Life Extension Magazine®
According to new research published by the Centers for Disease Control and Prevention (CDC), the burden of diabetes has been growing at a disturbing rate over the past decade.1 The recent data shows that diabetes rose by 33% between 1990 and 1998 among the US population nationally. The disease incidence rose by 70% among people in their 30s over the same period, by 40% among 40-49 year olds, and by 31% among those age 50-59, and about 13% of those 60-plus had the disease. Add to these figures the fact that about 800,000 new cases crop up each year, and it's fair to say that diabetes is spiraling out of control.
The recent Centers for Disease Control and Prevention figures paint a picture that gives Americans cause for despair. At the same time, the new data gives those with a family history of diabetes, a poor diet, and/or a sedentary lifestyle a strong wake-up call that's as subtle as a blow to the head.

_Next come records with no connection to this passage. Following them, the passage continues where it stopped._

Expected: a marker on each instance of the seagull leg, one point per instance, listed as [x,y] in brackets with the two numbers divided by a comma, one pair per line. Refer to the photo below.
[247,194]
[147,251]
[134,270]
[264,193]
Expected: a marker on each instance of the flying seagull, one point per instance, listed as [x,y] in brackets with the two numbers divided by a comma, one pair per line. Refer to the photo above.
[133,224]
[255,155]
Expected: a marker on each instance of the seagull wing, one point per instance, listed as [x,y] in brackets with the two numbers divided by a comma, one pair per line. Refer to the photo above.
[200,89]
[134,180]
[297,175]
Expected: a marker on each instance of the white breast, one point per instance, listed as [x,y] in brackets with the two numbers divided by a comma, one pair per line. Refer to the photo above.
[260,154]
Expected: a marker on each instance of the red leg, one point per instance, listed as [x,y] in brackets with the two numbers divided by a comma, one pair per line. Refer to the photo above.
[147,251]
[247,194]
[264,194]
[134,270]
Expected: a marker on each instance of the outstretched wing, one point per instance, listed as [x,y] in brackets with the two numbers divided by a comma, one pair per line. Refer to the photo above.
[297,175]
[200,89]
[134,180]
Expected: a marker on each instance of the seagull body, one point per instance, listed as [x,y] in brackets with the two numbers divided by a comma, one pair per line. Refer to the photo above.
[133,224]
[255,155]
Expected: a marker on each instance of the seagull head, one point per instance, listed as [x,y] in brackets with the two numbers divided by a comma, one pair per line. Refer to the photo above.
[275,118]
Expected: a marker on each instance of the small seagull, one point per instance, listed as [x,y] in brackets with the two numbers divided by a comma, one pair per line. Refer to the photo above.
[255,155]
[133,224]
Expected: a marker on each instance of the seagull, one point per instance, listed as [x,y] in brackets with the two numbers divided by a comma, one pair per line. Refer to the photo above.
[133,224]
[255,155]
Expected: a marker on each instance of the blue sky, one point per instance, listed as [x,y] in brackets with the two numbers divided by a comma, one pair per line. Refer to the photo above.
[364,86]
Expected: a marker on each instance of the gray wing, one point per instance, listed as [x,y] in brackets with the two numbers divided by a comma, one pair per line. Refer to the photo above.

The most disconcerting part of the latest information is that diabetes is no longer a disease reserved for an aging population that inherently suffers a slowing down of metabolism and lower glucose tolerance. Diabetes' victims are getting younger, lending much more time for the disease to ripen to the point of presenting complications by the time middle age rolls around.
Nearly 16 million Americans have diabetes, but over 5 million of them don't even know it
A recent Newsweek cover story, “An American Epidemic: Diabetes,”2 which refers to diabetes (Type II diabetes in particular) as the “next great lifestyle disease epidemic to afflict the United States,” also notes that diabetes is more specifically becoming “a disease of the young.” As Dr. Arthur Rubenstein, a leading endocrinologist and dean of the Mount Sinai School of Medicine in New York, expresses in the feature, the growing number of Type II diabetes cases among teenagers is very disconcerting. He is quoted as saying that, “If people become diabetic at age 10 or 15 or 20, you can predict that when they are 30 or 40, they could have terrible complications.”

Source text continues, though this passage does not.